Na tarde dessa quarta-feira, 4, em entrevista aos jornalistas Leandro Porto e Maria Regina Eichenberg, no programa Rede Social da Rádio Gazeta FM 107,9, Caroline Fockink Ritt, pós-doutora em Direitos Fundamentais pela Pontifícia Universidade Católica do Rio Grande do Sul (PUC/RS) e professora de Direito Penal na Universidade de Santa Cruz do Sul (Unisc), comentou o episódio. Segundo ela, a sociedade é conivente com casos como esse.

“A sociedade brasileira é baseada em ideias patriarcais e é conivente com a questão da violência praticada contra a mulher. Quem nunca ouviu uma piada do tipo: ‘mulher é que nem bife, quanto mais bate, melhor fica’. Ou, em relação à omissão, que em ‘briga de marido e mulher não se mete a colher’, quando, na verdade trata-se de um homem espancando uma mulher”, comentou Caroline, que é coordenadora do projeto de extensão Enfrentamento da violência doméstica e familiar: direitos da mulher agredida, desenvolvido nas cidades de Montenegro, Sobradinho, Rio Pardo e Venâncio Aires.

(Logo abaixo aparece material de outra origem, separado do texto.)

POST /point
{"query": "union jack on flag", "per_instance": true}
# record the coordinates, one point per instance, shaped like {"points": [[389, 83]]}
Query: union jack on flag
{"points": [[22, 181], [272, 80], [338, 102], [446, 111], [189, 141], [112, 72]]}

Para ela, o que ficou evidente no caso Mariana Ferrer é a chamada revitimização, que ocorre quando se repete, dias, meses ou até anos depois, o sofrimento imposto à vítima de um ato violento. “Todo mundo ficou estarrecido de assistir a uma coisa dessas. Ela já passa pela violência sexual, que é traumática e muito difícil de superar, e, procurando ajuda no órgão de proteção, conta toda a história e passa por exames. Diante de uma situação de audiência, ainda passa pelo constrangimento de ter fotos expostas, com intenção de diminuir a vítima.”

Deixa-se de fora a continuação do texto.